Talk tough. Get heckled and booed for telling the truth to those who
don’t want to hear it. Take the president down a couple of pegs in front
of the most loyal segment of his supporters…
So Romney did that, and then the next night he went to Montana and he
discussed the experience in front of a friendlier audience. And this is
what he said:
When I mentioned I am going to get rid of Obamacare they weren’t
happy, I didn’t get the same response. That’s O.K, I want people to know
what I stand for and if I don’t stand for what they want, go vote for
someone else, that’s just fine…
But I hope people understand this, your friends who like Obamacare,
you remind them of this, if they want more stuff from government tell
them to go vote for the other guy — more free stuff.
So now this is the message: I tried to reason with the blacks, I really did, but it turns out they just want a free lunch.
As far as free lunches go, we of course just witnessed the biggest government handout in history, one that Romney himself endorsed. Four and a half trillion dollars in bailout money already disbursed, trillions more still at risk in guarantees and loans, sixteen trillion dollars
in emergency lending from the Federal Reserve, two trillion in
quantitative easing, etc. etc. All of this money went to Romney’s pals
in the Wall Street banks that for years helped Romney take over
companies with mountains of borrowed cash. Now, after these banks
crashed, executives at those same firms used those public funds to pay
themselves massive salaries, which is exactly the opposite of “helping
those who need help,” if you’re keeping score.

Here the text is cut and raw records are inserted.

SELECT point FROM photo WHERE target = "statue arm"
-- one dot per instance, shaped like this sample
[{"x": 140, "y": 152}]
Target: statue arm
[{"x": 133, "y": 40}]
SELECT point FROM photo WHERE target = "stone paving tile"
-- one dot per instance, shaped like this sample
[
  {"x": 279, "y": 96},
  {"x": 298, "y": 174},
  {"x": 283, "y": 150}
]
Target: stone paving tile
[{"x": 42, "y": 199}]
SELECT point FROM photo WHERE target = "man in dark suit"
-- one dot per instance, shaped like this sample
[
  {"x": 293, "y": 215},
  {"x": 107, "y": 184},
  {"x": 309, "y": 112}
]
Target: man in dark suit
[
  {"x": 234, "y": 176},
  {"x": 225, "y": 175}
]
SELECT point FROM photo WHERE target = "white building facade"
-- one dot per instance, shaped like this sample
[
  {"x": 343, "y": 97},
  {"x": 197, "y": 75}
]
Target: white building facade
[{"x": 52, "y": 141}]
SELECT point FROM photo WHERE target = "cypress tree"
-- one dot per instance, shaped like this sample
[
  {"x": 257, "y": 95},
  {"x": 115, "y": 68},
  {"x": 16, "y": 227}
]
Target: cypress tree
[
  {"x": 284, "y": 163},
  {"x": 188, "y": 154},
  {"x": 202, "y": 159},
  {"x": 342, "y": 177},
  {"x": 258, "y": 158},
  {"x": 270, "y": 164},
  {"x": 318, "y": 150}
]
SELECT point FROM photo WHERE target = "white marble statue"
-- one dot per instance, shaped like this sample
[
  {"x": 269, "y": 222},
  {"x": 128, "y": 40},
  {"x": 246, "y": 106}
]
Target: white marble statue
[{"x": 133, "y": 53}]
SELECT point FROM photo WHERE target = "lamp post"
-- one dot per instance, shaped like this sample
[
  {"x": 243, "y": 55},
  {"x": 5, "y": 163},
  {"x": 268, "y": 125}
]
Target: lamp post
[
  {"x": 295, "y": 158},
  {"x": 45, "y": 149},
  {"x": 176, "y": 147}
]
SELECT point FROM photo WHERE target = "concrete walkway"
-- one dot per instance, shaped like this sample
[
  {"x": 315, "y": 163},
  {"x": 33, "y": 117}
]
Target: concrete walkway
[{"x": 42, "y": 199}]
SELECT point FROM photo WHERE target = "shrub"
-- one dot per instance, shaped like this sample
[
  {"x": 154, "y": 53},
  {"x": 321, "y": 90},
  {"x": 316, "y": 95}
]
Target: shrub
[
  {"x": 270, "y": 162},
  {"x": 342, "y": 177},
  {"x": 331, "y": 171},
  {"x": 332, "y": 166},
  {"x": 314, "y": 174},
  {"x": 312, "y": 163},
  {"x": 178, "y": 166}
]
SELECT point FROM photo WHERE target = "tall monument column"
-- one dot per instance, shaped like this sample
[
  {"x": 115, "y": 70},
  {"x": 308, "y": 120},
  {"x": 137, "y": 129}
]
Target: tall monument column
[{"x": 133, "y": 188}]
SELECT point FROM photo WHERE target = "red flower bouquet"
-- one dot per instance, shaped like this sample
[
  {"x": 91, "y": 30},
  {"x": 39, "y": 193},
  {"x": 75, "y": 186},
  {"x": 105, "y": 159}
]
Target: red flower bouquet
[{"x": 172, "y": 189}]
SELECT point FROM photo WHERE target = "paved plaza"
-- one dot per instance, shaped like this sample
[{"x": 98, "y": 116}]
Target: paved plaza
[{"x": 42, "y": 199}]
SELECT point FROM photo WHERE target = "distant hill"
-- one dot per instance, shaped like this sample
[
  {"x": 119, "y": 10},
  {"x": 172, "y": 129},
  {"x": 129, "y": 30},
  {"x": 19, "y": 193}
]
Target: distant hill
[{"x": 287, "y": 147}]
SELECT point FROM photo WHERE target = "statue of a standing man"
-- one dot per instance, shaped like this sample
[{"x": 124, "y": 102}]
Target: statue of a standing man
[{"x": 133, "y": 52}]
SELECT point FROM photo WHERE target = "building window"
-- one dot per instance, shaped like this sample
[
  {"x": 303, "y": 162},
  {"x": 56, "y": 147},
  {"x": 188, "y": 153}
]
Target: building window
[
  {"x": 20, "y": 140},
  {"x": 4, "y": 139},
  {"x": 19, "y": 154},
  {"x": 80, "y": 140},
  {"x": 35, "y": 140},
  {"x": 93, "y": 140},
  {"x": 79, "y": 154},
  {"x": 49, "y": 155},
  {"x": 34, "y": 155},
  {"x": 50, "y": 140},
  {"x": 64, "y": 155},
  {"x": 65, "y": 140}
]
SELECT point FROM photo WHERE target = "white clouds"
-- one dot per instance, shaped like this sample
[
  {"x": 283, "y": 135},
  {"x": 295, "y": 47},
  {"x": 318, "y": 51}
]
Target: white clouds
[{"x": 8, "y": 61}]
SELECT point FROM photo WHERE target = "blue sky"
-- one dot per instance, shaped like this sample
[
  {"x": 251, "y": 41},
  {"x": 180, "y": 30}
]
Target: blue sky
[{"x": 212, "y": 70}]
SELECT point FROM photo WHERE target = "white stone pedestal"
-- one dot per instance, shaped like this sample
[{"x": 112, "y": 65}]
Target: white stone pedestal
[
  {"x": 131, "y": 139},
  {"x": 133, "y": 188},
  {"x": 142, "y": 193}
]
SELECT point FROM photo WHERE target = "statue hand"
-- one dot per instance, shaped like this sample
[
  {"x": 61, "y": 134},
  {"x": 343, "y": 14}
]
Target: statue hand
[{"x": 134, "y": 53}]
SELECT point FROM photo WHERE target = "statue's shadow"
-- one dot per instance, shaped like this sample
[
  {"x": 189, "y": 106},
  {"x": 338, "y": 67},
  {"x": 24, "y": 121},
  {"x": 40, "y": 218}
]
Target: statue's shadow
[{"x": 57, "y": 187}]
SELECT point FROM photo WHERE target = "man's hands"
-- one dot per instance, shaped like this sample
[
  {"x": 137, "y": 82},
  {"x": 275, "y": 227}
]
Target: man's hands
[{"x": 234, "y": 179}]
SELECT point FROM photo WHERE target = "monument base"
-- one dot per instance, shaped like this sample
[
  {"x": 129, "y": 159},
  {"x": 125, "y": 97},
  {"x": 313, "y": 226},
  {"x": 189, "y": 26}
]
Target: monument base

That set of facts alone made the “free stuff” speech shockingly
offensive. But the problem isn’t just that Romney’s wrong, and a
hypocrite, and cynically furthering dangerous and irresponsible
stereotypes in order to advance some harebrained electoral ploy
involving white conservative voters. What makes it gross is the way he
did it.
Romney can’t even be mean with any honesty. Even when he’s pandering
to viciousness, ignorance and racism, it comes across like a scaly
calculation. A guy who feels like he has to take a dump on the
N.A.A.C.P. in Houston in order to connect with frustrated white yahoos
everywhere else is a guy who has absolutely no social instincts at all.
Someone like Jesse Helms at least had a genuine emotional connection
with his crazy-mean-stupid audiences. But Mitt Romney has to think his
way to the lowest common denominator, which is somehow so much worse.